Hmm, I'm not sure I'm making any sense, and that was quite a lot of speculation on my part actually. I think dissecting Intel's shared cache mechanism would easily be a full article if Intel would be so kind as to disclose how it works.

Also, I have been reading up on the Snoop filter in dual FSB chipsets and SMP (particularly how this relates to Intel's woodcrest platform and AMD's NUMA methods). Would you comment on the benefit of filtering the snoop?
My understanding of snoop filtering is fairly basic so if you've been researching I doubt I can really help you. I caveat I have though is that I don't think snoop filtering would have much benefits for a Woodcrest platform. I believe that the purpose of snoop filtering is to intercept a snoop request from say L2 cache 0 at the northbridge. Normally when cache 0 sends out a snoop request it would send it out to the 2nd bus and to the memory as well. The advantage of snoop filtering is that it'll intercept the request and if it determines that the processor(s) on the 2nd bus don't contain the cache line it'll only forward the request to RAM thereby saving the 2nd bus some bandwidth. This is very valuable for IBM in a Xeon MP setup where 2 Paxville MP dual cores may be sharing a 667MHz FSB so bandwidth is critical.
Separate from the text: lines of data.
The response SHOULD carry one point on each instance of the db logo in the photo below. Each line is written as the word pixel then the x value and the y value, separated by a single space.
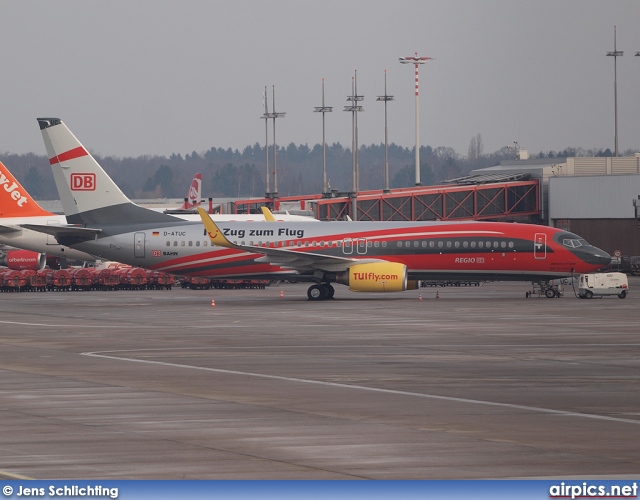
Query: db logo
pixel 83 182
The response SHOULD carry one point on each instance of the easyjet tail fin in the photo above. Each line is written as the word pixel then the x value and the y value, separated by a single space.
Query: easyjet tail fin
pixel 14 199
pixel 88 194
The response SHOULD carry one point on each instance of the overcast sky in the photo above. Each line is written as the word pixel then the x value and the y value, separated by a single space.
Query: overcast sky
pixel 159 77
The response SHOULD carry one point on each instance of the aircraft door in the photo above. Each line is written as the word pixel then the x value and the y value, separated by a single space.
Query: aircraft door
pixel 138 245
pixel 51 239
pixel 540 246
pixel 347 246
pixel 361 247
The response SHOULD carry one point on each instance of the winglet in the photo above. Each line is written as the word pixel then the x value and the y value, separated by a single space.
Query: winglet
pixel 14 199
pixel 215 235
pixel 268 216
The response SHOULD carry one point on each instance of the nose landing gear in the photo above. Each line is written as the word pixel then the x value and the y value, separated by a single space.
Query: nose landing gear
pixel 320 291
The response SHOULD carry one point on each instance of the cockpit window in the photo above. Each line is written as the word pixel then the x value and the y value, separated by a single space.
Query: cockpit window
pixel 574 242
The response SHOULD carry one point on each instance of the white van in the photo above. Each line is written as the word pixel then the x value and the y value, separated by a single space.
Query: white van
pixel 603 284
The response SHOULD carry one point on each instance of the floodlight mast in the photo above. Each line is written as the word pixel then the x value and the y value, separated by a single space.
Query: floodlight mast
pixel 265 117
pixel 323 109
pixel 416 61
pixel 386 98
pixel 354 109
pixel 615 54
pixel 275 115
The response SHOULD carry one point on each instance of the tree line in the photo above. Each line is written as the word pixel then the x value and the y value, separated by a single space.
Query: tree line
pixel 239 174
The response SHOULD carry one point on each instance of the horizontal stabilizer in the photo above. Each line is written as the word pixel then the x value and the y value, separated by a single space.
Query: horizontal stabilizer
pixel 66 235
pixel 9 229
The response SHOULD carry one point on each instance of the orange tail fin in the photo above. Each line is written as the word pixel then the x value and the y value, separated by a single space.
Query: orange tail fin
pixel 14 199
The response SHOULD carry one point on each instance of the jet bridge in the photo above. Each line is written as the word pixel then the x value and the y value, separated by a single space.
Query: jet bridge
pixel 508 200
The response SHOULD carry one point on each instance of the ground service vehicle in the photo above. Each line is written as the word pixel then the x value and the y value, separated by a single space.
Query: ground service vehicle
pixel 601 284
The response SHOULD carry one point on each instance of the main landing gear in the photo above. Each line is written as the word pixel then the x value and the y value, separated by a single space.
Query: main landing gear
pixel 320 291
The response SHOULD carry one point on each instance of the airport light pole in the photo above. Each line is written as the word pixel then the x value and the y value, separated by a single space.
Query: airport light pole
pixel 386 98
pixel 416 61
pixel 323 109
pixel 266 117
pixel 275 115
pixel 615 54
pixel 354 108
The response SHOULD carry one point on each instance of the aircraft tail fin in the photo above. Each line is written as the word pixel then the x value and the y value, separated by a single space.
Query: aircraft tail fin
pixel 14 199
pixel 194 196
pixel 268 216
pixel 88 194
pixel 214 233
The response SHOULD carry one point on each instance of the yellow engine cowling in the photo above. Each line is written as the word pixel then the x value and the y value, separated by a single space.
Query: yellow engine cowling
pixel 376 277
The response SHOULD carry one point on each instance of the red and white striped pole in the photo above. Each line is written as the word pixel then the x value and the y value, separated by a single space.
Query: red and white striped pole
pixel 416 61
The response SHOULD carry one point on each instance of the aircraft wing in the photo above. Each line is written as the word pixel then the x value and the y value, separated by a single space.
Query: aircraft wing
pixel 8 229
pixel 283 257
pixel 66 235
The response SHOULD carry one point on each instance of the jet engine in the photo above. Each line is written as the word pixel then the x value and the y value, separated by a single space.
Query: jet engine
pixel 377 277
pixel 23 259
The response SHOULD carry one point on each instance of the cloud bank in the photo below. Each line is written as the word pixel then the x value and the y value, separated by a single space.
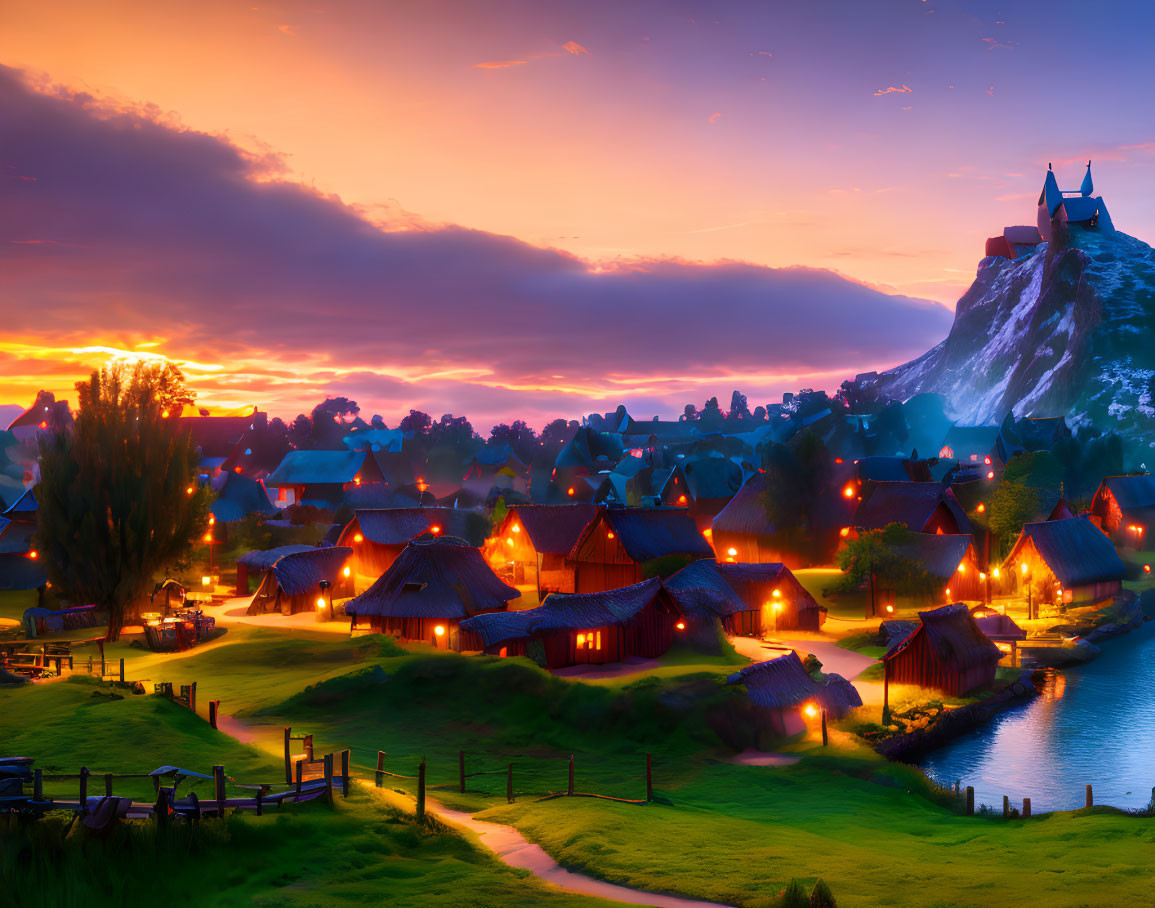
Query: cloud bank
pixel 124 229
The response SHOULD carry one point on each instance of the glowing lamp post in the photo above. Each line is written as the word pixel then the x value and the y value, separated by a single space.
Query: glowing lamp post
pixel 812 711
pixel 326 592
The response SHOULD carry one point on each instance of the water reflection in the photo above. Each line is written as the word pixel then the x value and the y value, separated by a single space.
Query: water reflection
pixel 1094 724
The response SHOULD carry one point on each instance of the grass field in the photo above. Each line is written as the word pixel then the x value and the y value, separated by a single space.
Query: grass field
pixel 878 833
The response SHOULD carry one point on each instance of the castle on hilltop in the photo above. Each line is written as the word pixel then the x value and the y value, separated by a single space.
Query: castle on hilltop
pixel 1077 207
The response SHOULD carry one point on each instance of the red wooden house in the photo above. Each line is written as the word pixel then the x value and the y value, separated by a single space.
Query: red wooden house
pixel 378 536
pixel 613 550
pixel 583 627
pixel 781 690
pixel 432 587
pixel 947 652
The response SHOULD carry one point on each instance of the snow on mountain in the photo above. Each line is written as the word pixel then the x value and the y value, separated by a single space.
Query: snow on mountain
pixel 1066 330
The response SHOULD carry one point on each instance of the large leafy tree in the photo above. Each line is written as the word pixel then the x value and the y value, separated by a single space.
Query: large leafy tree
pixel 118 499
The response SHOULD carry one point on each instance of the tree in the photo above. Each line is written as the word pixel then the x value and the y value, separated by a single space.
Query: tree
pixel 877 552
pixel 118 498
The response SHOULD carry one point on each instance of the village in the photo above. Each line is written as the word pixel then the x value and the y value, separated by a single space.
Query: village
pixel 392 616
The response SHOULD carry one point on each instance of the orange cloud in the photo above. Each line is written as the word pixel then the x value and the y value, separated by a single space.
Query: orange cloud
pixel 499 64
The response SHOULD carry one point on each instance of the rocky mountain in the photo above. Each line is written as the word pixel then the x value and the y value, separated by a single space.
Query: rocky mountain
pixel 1067 329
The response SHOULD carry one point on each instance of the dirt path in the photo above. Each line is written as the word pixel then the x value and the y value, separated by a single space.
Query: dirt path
pixel 509 846
pixel 513 849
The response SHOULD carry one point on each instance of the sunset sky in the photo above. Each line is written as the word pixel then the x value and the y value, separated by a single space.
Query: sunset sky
pixel 534 209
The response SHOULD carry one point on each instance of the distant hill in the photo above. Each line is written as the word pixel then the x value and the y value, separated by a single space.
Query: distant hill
pixel 1065 330
pixel 9 411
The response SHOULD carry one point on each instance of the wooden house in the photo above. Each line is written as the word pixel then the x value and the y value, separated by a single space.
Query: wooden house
pixel 742 531
pixel 429 590
pixel 20 562
pixel 378 536
pixel 781 690
pixel 573 629
pixel 534 541
pixel 239 497
pixel 783 603
pixel 292 582
pixel 947 652
pixel 923 507
pixel 952 563
pixel 708 602
pixel 613 550
pixel 1124 506
pixel 256 563
pixel 321 477
pixel 1064 560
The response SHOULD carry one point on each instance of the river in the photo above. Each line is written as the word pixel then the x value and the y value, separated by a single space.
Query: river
pixel 1093 726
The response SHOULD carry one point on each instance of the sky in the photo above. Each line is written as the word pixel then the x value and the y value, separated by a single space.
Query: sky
pixel 535 209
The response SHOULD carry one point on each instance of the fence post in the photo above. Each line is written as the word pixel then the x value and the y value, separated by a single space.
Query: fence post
pixel 420 791
pixel 218 787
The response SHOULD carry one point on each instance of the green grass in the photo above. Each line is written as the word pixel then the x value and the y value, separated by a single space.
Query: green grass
pixel 878 833
pixel 366 849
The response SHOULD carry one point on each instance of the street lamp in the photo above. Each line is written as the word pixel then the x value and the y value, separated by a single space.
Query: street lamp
pixel 327 588
pixel 813 711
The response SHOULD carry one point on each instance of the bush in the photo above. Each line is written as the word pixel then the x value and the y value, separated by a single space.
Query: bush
pixel 795 897
pixel 821 897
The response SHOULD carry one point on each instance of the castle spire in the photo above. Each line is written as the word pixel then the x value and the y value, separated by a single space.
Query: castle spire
pixel 1087 187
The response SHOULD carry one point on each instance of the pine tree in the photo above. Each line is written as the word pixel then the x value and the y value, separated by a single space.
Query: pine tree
pixel 118 498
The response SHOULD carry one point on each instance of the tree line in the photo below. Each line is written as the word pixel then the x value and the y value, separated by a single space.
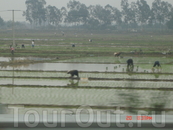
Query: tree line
pixel 132 15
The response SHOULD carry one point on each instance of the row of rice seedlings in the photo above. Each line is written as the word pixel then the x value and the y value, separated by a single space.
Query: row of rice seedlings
pixel 141 98
pixel 86 75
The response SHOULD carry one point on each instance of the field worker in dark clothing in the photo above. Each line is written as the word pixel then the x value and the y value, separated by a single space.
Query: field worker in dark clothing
pixel 12 50
pixel 157 63
pixel 130 63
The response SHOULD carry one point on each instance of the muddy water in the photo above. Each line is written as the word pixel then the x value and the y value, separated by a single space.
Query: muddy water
pixel 82 83
pixel 7 59
pixel 71 66
pixel 93 97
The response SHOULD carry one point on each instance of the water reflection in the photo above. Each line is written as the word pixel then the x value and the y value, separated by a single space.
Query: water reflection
pixel 159 101
pixel 71 66
pixel 73 83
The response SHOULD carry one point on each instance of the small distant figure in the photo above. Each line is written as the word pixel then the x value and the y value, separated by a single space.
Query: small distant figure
pixel 23 46
pixel 90 40
pixel 130 63
pixel 12 50
pixel 117 54
pixel 157 63
pixel 62 33
pixel 73 45
pixel 73 72
pixel 33 43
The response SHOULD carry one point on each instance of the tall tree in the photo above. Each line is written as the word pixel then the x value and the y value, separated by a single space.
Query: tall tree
pixel 54 15
pixel 35 13
pixel 78 12
pixel 115 14
pixel 161 11
pixel 143 11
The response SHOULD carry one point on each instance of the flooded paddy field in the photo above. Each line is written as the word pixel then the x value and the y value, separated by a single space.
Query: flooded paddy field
pixel 102 86
pixel 71 98
pixel 37 78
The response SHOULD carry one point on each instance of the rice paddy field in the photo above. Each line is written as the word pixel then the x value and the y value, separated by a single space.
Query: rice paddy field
pixel 37 78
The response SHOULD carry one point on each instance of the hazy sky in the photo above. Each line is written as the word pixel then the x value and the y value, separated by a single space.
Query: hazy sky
pixel 20 5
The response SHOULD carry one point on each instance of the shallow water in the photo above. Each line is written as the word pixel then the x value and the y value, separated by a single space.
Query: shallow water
pixel 7 59
pixel 93 97
pixel 72 66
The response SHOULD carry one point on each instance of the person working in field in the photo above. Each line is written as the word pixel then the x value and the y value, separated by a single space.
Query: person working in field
pixel 12 50
pixel 157 63
pixel 32 43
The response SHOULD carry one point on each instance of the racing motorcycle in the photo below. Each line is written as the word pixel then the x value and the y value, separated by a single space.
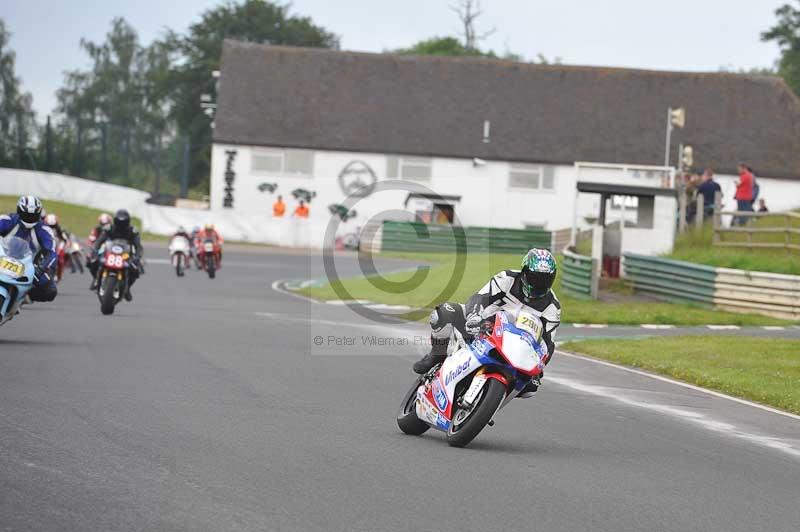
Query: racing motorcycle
pixel 207 253
pixel 464 393
pixel 16 276
pixel 113 274
pixel 179 252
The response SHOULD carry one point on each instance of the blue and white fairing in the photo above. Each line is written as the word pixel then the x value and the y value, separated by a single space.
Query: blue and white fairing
pixel 16 275
pixel 523 354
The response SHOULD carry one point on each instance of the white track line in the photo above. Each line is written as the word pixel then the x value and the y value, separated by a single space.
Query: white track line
pixel 278 288
pixel 719 395
pixel 698 418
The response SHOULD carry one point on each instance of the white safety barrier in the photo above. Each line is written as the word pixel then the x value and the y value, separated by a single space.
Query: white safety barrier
pixel 232 225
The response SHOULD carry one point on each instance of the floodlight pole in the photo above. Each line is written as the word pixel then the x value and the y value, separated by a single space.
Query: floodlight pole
pixel 669 136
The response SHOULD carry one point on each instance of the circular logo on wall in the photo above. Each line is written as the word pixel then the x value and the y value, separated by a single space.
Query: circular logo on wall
pixel 357 179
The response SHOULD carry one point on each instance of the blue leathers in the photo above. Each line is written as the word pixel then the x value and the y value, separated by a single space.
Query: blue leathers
pixel 43 247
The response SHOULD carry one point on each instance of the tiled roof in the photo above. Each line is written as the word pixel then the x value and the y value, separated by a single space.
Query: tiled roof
pixel 385 103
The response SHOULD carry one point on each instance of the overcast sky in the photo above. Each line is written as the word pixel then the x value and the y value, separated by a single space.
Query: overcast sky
pixel 671 35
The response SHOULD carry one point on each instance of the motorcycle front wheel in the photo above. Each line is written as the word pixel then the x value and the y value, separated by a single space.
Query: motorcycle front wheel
pixel 211 266
pixel 468 424
pixel 107 299
pixel 407 418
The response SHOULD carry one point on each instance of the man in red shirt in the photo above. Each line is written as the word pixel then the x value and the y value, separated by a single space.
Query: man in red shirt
pixel 744 193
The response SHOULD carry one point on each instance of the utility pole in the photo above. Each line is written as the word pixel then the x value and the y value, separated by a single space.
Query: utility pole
pixel 675 117
pixel 185 169
pixel 48 147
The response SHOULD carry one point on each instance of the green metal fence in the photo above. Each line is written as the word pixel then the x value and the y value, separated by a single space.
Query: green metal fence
pixel 412 236
pixel 765 293
pixel 578 275
pixel 673 280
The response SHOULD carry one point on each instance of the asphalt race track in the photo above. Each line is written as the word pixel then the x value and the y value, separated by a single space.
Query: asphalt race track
pixel 207 405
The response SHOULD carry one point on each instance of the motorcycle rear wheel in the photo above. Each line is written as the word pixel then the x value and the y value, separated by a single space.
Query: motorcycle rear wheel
pixel 407 418
pixel 460 435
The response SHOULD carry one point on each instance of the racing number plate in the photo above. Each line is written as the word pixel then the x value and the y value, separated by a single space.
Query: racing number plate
pixel 11 267
pixel 532 324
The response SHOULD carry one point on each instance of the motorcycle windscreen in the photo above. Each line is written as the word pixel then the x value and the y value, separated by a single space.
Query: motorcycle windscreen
pixel 520 353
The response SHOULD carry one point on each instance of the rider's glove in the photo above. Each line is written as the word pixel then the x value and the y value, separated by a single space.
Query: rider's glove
pixel 473 324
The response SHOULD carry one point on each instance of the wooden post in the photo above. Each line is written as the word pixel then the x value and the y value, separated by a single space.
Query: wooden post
pixel 787 239
pixel 717 217
pixel 699 214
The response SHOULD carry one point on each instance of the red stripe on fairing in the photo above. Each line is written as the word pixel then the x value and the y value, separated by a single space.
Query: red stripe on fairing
pixel 498 377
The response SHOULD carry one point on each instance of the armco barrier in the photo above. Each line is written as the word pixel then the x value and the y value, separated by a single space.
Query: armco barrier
pixel 765 293
pixel 578 275
pixel 412 236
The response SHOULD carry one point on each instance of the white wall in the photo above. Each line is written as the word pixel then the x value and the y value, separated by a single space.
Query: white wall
pixel 779 194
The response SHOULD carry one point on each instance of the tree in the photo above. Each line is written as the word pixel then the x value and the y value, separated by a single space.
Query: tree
pixel 17 119
pixel 442 46
pixel 253 21
pixel 786 32
pixel 468 12
pixel 114 117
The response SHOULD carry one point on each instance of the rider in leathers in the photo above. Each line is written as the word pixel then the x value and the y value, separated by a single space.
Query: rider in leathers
pixel 27 225
pixel 121 229
pixel 509 290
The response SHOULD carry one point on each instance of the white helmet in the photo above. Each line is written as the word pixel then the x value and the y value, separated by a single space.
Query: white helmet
pixel 29 209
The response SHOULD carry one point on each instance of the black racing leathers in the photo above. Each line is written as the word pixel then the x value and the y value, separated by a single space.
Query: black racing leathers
pixel 502 292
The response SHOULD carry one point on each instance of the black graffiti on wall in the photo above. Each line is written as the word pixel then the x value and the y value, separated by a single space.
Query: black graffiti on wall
pixel 230 177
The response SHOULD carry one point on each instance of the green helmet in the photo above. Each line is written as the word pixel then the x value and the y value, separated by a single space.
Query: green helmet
pixel 538 273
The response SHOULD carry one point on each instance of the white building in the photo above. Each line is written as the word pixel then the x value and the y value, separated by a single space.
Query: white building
pixel 496 140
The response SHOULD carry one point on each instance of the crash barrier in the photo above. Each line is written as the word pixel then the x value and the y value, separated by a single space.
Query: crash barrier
pixel 579 275
pixel 57 187
pixel 770 294
pixel 414 236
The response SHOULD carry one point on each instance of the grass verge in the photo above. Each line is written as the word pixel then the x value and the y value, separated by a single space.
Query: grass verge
pixel 695 246
pixel 764 370
pixel 480 267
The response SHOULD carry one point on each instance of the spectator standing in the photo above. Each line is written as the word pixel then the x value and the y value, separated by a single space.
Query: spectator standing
pixel 708 188
pixel 302 210
pixel 744 193
pixel 278 208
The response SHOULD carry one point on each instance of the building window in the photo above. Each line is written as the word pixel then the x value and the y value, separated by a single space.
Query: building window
pixel 531 177
pixel 410 168
pixel 286 162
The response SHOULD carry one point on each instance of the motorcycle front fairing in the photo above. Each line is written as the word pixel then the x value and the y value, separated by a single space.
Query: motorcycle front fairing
pixel 16 275
pixel 521 357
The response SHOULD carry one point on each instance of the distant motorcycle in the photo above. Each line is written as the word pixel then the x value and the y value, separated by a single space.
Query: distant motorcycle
pixel 16 276
pixel 208 256
pixel 179 252
pixel 61 258
pixel 113 275
pixel 74 253
pixel 463 394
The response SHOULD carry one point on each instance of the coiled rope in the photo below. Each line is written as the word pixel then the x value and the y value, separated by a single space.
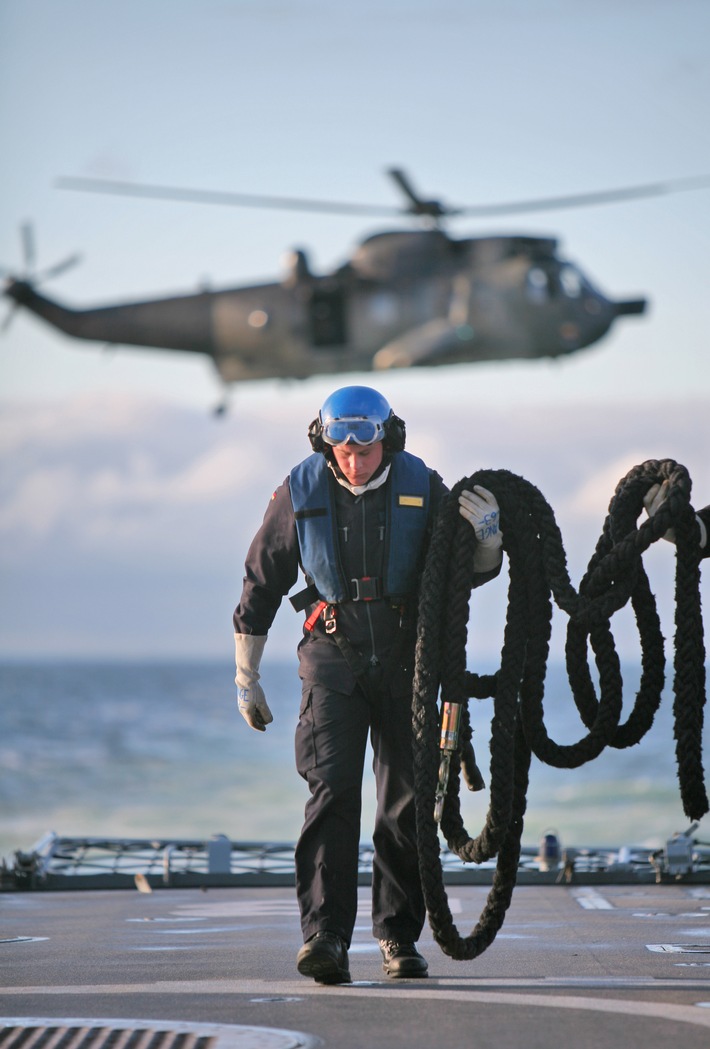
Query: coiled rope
pixel 538 574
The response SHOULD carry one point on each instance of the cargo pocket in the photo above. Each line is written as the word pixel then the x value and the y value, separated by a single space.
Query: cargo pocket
pixel 305 734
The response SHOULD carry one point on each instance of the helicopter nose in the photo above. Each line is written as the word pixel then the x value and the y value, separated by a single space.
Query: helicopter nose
pixel 630 306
It'll also be valuable to Dempsey since if the cache line cache 0 requests is in cache 1 (2nd die same processor) you'll only interrupt 1 FSB and not the 2 dies on the 2nd FSB/socket.

However, Woodcrest really won't see the same benefits. The shared L2 cache means that it'll never snoop back on itself on the same FSB like Dempsey does. The most it'll ever snoop is to the other shared cache on the other FSB and to the main memory. I don't see it mattering to save a bit of bandwidth on the 2nd FSB from snooping since I don't feel a dual core Woodcrest would use up all the bandwidth of a 1333MHz FSB to feel bandwidth constrained. I can see snoop filtering benefiting Cloverton though since that's a bandwidth constrained Dempsey situation.

I can't really comment on NUMA.
 
Since you're interested in snooping, I'd thought I'd pass on a tidbit that I noticed glancing over the overview of the 5000X chipset.

http://download.intel.com/design/chipsets/datashts/31307001.pdf

If you go to page 21 in the 2nd paragraph of the overview they talk about the chipsets snoop filter. As I'm sure you know the workstation 5000X appears to be the only Xeon DP chipset with a snoop filter. In this case, it's used in a very interesting manner. Intel saids their snoop filter is used to eliminate snoop traffic to the graphics port which saves bandwidth in graphics intensive applications. I knew Intel's policy was to snoop in all possible memory locations, but I had no idea they'd bother to snoop graphics card memory as well. Their use of the word "eliminate" seems to indicate that the purpose of the snoop filter is to decouple direct coherency communication between the processor cache and the graphics card to prevent all snooping from using graphics bandwidth. I have no idea whether the snoop filter also functions in the traditional sense in preventing needless traffic on the 2nd FSB and the memory subsystem.